Pierre Barouh, 1976, FR, 16mm, vo fr , 110'

Saravah est née dans l’élan de proposer des spectacles vivants et des musiques alternatives. « L’album de famille » témoigne de l’activité du label, après dix ans d’innovations et de productions dans sa niche (studio, boutique et bureaux) de la rue des Abbesses. Le film s’oriente vers le montage et la réalisation d’un festival dans le Sud-Ouest, financé par la revue touristique « Partir », impliquant spectacles de rues, tournoi de rugby, rallie de voitures tout-terrains, concerts, débats et festins. Sportifs, journalistes, musiciens de la famille Saravah se retrouvent à Eymet, pour orchestrer une véritable fête populaire. A mi-parcours du film, Pierre Barouh, catalyseur et chroniqueur du projet, se retrouve à Paris avec des rushes dont il ne sait que faire. Il engage un scénariste réputé pour l’aider dans la construction du document en chantier, dans sa maison de campagne du sud de Nantes (Vendée).
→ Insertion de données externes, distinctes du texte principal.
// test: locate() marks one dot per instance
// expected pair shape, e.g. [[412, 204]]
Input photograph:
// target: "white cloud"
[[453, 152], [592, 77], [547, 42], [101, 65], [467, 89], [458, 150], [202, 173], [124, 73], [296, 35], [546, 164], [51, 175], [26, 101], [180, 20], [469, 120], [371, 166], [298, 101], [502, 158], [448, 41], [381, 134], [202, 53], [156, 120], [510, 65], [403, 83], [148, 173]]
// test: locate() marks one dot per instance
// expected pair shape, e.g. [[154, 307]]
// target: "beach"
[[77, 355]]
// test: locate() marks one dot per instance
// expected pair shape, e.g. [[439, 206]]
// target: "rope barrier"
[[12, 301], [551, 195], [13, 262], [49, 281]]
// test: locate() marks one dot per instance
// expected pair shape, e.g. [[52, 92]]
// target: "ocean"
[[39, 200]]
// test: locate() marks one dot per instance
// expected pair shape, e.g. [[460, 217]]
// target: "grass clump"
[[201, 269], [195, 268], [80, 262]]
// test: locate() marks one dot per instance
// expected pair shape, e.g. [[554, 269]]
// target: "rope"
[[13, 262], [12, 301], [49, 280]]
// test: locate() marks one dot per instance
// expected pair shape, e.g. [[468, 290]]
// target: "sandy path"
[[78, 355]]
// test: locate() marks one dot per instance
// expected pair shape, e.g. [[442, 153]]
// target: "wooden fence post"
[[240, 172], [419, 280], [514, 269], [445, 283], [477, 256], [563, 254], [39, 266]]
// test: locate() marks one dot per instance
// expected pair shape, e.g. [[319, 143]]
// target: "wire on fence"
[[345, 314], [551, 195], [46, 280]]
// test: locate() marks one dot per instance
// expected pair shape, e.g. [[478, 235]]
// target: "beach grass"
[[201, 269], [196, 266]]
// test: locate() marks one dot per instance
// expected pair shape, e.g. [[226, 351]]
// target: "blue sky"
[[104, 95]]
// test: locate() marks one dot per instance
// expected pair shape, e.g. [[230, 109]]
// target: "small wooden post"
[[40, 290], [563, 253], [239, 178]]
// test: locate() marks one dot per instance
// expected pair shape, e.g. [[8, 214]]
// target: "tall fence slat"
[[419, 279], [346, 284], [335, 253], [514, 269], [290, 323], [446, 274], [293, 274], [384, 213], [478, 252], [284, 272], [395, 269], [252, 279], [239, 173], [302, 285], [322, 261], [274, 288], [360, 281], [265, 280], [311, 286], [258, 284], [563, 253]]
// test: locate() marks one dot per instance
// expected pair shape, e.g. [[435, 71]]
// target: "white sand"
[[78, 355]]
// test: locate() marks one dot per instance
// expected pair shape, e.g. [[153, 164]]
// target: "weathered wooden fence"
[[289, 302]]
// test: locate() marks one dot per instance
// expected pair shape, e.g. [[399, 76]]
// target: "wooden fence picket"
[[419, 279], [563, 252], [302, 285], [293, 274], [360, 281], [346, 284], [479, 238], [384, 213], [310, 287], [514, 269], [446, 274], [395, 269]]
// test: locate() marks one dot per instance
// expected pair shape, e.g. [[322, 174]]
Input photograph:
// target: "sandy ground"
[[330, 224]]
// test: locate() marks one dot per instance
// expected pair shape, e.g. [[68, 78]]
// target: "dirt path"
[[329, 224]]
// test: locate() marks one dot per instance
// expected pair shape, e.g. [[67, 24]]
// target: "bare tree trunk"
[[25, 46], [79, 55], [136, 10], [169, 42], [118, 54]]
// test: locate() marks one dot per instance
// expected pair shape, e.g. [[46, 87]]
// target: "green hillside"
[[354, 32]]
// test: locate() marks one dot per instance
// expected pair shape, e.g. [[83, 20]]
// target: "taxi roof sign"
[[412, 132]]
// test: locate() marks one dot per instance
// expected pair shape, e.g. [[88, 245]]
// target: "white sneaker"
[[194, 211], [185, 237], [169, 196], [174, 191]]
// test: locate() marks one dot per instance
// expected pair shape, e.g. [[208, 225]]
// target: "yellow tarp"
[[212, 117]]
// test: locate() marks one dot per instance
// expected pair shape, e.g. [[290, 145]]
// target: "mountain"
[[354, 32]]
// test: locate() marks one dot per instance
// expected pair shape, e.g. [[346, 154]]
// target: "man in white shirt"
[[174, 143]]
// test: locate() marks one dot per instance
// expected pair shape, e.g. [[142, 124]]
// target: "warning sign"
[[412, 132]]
Mais les deux hommes ne s’entendent pas...

*> 22:00
Rushes Saravah*
Une séance où l’on se projettera quelques bobines de rushes, tout droit venus du grenier de Saravah. La plupart remontent au début des années ’70 et ont été tournés à Vaison-la-romaine/Carpentras, avec notamment Brigitte Fontaine et Areski, Jacques Higelin, Nana Vasconcelos, Jean-Roger Caussimon... La projection sera aussi l’occasion de découvrir des extraits de films et des clips plus récents, dont deux de Fred Poulet, tournés au Japon par le réalisateur Takao Nakano.